1. Identify the data to maintain
Monitor database table size and growth rate and collect growth statistics from the production database on either a weekly or monthly basis. IBM recommends to collect this information during the weekend to prevent disruptions to work that is being completed during the week. The method used to track database growth over time depends on the database type.
dbgrowth utility
- Set up the dbgrowth database table:
CREATE TABLE dbgrowth ( rundate DATE DEFAULT CURRENT DATE NOT NULL, tabschema VARCHAR(128) NOT NULL, tabname VARCHAR(128) NOT NULL, card BIGINT DEFAULT 0 NOT NULL ) IN USERSPACE1 INDEX IN USERSPACE1; ALTER TABLE dbgrowth ADD PRIMARY KEY (rundate,tabschema,tabname);
- Create a cron job to populate the dbgrowth table every Sunday. Create a script that is called dbgrowth.sql with the following contents:
SELECT 'WARNING: The last statistics for table ' || rtrim(tabschema) || '.' || tabname || ' ' || ' were taken on ' || char(date(stats_time)) || '. The dbgrowth script requires the stats be up to date.' warning
FROM syscat.tables where date(stats_time) < current date;
-- in case it is run twice
DELETE FROM dbgrowth WHERE rundate = CURRENT DATE;
-- insert
INSERT INTO dbgrowth ( tabschema, tabname, card ) SELECT tabschema, tabname, card
FROM syscat.tables WHERE card >= 0;
- Use the following SQL to list the fastest growing tables:
SELECT CAST( RTRIM(a.tabschema) || '.' || a.tabname AS VARCHAR(40)) tabname,
b.card begincard,
a.card endcard,
DAYS(a.rundate)
- DAYS(b.rundate) numdays, a.card - b.card growth, (a.card-b.card)/(DAYS(a.rundate)-DAYS(b.rundate)) dailyavg
FROM dbgrowth a,
dbgrowth b
WHERE a.tabschema = b.tabschema
AND b.tabname = a.tabname
AND a.tabschema IN ( 'DB2INST1' )
AND a.rundate = ( SELECT MAX(rundate) FROM dbgrowth )
AND b.rundate = ( SELECT MAX(rundate) FROM dbgrowth WHERE rundate < (SELECT MAX(rundate) FROM dbgrowth ))
AND a.card - b.card > 1000
ORDER BY a.card - b.card DESC
FETCH FIRST 50 ROWS ONLY WITH UR;
To compare with the previous one use:
AND b.rundate = ( SELECT MAX(rundate) FROM dbgrowth WHERE rundate < (SELECT MAX(rundate) FROM dbgrowth ))
To compare with a specific date use:
AND b.rundate = ( SELECT MAX(rundate) - 7 DAYS FROM dbgrowth )
The dbgrowth utility saves the current row count for each database table that is found on the card column of the syscat.tables table.
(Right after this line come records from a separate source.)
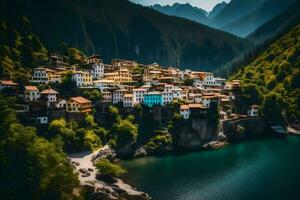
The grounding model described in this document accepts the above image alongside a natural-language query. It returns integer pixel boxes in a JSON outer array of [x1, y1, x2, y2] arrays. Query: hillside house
[[24, 86, 40, 102], [67, 96, 92, 113]]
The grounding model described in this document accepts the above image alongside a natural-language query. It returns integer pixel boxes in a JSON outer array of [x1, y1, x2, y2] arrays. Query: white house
[[113, 89, 128, 104], [24, 86, 40, 102], [101, 90, 112, 103], [30, 67, 61, 84], [91, 63, 104, 79], [40, 89, 58, 107], [180, 105, 190, 119], [161, 91, 173, 106], [194, 72, 220, 88], [0, 80, 18, 93], [172, 87, 182, 99], [247, 105, 260, 117], [123, 94, 134, 108], [36, 117, 48, 124], [56, 99, 68, 109], [72, 71, 93, 87], [101, 90, 112, 103], [202, 96, 214, 108], [93, 79, 114, 92], [194, 94, 202, 103], [132, 88, 147, 104]]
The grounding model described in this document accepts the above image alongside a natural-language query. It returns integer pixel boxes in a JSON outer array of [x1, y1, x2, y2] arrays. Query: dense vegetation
[[0, 95, 79, 200], [0, 13, 48, 82], [2, 0, 249, 70], [247, 1, 300, 43], [231, 25, 300, 125], [222, 0, 296, 37]]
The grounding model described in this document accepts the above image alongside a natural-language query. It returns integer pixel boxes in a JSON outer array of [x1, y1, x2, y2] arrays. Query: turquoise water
[[122, 136, 300, 200]]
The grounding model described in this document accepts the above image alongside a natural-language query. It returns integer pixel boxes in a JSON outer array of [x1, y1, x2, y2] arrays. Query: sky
[[130, 0, 230, 11]]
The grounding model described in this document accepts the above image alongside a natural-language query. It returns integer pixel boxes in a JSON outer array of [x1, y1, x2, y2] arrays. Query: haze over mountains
[[152, 0, 296, 37], [1, 0, 251, 70]]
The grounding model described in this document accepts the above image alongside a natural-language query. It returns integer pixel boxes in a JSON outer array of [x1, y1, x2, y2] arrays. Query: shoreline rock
[[82, 179, 151, 200], [202, 141, 229, 150], [69, 146, 151, 200]]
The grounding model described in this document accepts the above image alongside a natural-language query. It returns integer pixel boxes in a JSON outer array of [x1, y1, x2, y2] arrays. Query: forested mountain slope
[[1, 0, 250, 70], [231, 25, 300, 125]]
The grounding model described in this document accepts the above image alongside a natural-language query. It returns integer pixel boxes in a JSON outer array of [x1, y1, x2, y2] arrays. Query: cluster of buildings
[[0, 54, 256, 123]]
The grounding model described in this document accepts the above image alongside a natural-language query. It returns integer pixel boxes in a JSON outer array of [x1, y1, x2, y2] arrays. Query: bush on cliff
[[96, 159, 126, 178], [145, 131, 172, 154]]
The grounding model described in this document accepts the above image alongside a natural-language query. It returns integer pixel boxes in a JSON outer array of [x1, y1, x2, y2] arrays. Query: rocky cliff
[[173, 118, 219, 150], [221, 117, 267, 142]]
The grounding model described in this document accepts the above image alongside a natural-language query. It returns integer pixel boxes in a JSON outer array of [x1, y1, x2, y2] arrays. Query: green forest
[[231, 25, 300, 124]]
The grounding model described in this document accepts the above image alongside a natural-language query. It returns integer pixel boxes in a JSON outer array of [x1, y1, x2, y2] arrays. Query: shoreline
[[68, 145, 151, 200]]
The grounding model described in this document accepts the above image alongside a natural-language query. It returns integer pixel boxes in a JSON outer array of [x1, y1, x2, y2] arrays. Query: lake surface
[[121, 136, 300, 200]]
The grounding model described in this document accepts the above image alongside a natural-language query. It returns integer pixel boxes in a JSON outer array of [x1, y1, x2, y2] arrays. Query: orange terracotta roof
[[189, 103, 203, 108], [180, 105, 190, 110], [202, 96, 215, 99], [71, 97, 91, 103], [124, 94, 133, 97], [41, 89, 58, 94], [25, 85, 39, 91], [0, 80, 18, 86]]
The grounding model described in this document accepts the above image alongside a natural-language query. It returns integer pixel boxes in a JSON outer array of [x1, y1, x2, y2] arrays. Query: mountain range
[[151, 0, 296, 37], [1, 0, 251, 70], [247, 1, 300, 42]]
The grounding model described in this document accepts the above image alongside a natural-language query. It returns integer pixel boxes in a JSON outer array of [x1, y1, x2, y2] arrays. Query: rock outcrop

This number is accurate only if the statistics of this database table are current.
dbgrowth utility
- Set up the dbgrowth database table:
CREATE TABLE dbgrowth ( rundate DATE NOT NULL, tabschema VARCHAR2 (30) NOT NULL, tabname VARCHAR2 (50) NOT NULL, card NUMBER DEFAULT 0 NOT NULL ); ALTER TABLE dbgrowth ADD PRIMARY KEY (rundate,tabschema,tabname);
- Create a cron job to populate the dbgrowth table every Sunday. Create a script that is called dbgrowth.sql with the following contents:
SELECT 'WARNING: The last statistics for schema ' || rtrim(owner) || ' were taken on ' || to_char(LAST_ANALYZED,'dd-mon-yyyy') || '. The dbgrowth script requires the stats be up to date.' warning
FROM dba_tables where round(LAST_ANALYZED) < round(sysdate) and owner = 'WCS' and rownum < 2;
-- in case it is run twice
DELETE FROM dbgrowth WHERE rundate = round(sysdate);
-- insert
INSERT INTO dbgrowth ( rundate, tabschema, tabname, card ) SELECT round(sysdate), owner, table_name, nvl(num_rows,0)
FROM dba_tables WHERE OWNER = 'WCS';where WCS is the schema name for the WebSphere Commerce repository.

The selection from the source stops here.